Friday evening I came home from a short trip to find that my house had to have an emergency AC repair. I've chatted with one of the several brothers who own the HVAC company before. The first brother I met a few years ago was a typical southwestern Virginia good old boy with a big NASCAR sticker collection on his metal clipboard and a side business/hobby of restoring classic VW Bugs and other cars. A family owned and well-established business, they are probably the largest in our rural region at the foothills of the Blue Ridge mountains, AKA Appalachia.
Last night I met another one of the brothers. I've been here for quite a while, visit daily, and comment occasionally but this is my first diary - I just have to share this experience with everyone.

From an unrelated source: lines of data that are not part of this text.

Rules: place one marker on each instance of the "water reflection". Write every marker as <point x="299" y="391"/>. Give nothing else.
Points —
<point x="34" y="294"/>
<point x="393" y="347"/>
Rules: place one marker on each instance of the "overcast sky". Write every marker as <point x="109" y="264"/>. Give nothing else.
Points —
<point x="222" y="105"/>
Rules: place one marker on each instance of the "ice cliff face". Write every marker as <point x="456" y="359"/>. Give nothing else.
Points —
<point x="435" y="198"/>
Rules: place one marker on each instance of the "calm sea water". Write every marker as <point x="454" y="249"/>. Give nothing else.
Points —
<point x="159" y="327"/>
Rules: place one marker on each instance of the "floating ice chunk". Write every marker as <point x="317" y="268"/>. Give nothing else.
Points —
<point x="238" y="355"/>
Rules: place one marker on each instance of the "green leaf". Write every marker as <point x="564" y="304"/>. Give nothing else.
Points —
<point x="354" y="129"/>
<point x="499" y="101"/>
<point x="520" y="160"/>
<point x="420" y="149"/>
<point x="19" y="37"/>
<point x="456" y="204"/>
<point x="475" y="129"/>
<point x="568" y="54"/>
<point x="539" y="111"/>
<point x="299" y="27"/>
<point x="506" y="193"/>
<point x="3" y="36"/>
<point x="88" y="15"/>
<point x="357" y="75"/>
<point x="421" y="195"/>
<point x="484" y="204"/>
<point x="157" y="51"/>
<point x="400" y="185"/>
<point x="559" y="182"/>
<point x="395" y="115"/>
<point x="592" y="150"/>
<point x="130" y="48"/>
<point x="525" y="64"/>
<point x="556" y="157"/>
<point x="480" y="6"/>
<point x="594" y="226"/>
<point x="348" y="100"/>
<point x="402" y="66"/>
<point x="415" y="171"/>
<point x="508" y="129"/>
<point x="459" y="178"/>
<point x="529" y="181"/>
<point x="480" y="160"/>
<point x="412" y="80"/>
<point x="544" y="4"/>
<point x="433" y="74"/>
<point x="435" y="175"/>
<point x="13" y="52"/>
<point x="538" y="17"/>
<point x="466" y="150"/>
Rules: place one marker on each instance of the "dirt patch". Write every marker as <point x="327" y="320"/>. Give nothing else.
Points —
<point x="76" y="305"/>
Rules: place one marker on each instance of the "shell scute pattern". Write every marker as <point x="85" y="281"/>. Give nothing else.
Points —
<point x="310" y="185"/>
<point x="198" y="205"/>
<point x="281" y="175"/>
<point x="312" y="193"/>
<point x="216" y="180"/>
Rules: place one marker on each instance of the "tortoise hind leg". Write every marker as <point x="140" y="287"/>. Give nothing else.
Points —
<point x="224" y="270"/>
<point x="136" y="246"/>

As he drew up the invoice on my front porch, he apologized for the new $5 fuel surcharge on top of the escalated cost of an after-hours trip. I said I understood and knew of other businesses forced to do the same thing. Then I remembered a graph from the front page USA Today article on Obama's speech in Bristol VA yesterday that I had read leaving my hotel that morning and thought I had a chance to put in a little plug for the Democrats, even though I was pretty sure this family would be made up of die-hard Republicans. I followed with, "Obama said in a speech in Bristol today that he would launch an 'Apollo-style program' to find alternative energy sources." I then had to elaborate on what "Apollo-style" meant because he didn't recognize it.
That was all it took. The next ten minutes were the best of my month.
First he said Obama's plan needed to happen, "we really need it." Then he went on: "The last eight years have accomplished nothing." "I have to admit, I voted for that idiot twice." He thought Bush would have been the one to deal with energy, but he didn't even try. Instead, everything from energy to Iraq is a mess and the Bush administration has wasted every opportunity to do something for the American people. The business has 20 trucks between their employees and owners; it now costs $100 to fill up each truck, and that just lasts about one day of work. He said they are now spending $1500-$2000 per day on fuel and it's killing them. Then he surprisingly said, "Imagine what it will be like when gas is $8 per gallon...maybe it's better if it does get to $8" because then the country will be forced to make changes. He never thought he would vote for a Democrat, but he wants those "in Washington" out and replaced. "McCain isn't going to do anything different."
He went on, now Obama makes him "a little nervous." (Obama campaign alert - here are two things you need to make a case about to the skeptical but fed-up and persuadable white, Appalachian, Republican voter.) (Me: what about him makes you nervous?) 1) Inexperienced - "hasn't he only been in the Senate one year?" 2) "That church he's involved in. If you were in a church for 20 years and kept hearing your preacher talk about hating whites and hating America," how could you not feel the same thing? "If it was me, I would have left that church a long time ago."
Despite this, he continued, he can't vote for McCain. He even thinks "Obama's inexperience" might be OK because he won't be tied to everything that's been going wrong for the past eight years and will be better equipped to make changes. He repeated that he knows McCain won't do anything different, it will be a third term for Bush. (Whoever came up with that talking point - give them a raise, it's really sticking.)
He said he talks to customers all day long who feel the same way. He said he had to have "talked to 25 people today;" it's a topic of conversation with EVERYONE - they will not vote for McCain. "Obama will be our next president."
So there you have it, from the mouth of a NASCAR-loving, small business-owning, pick-up truck-driving, 30-something white male in Appalachia. "Obama will be our next president." And he's happy about it.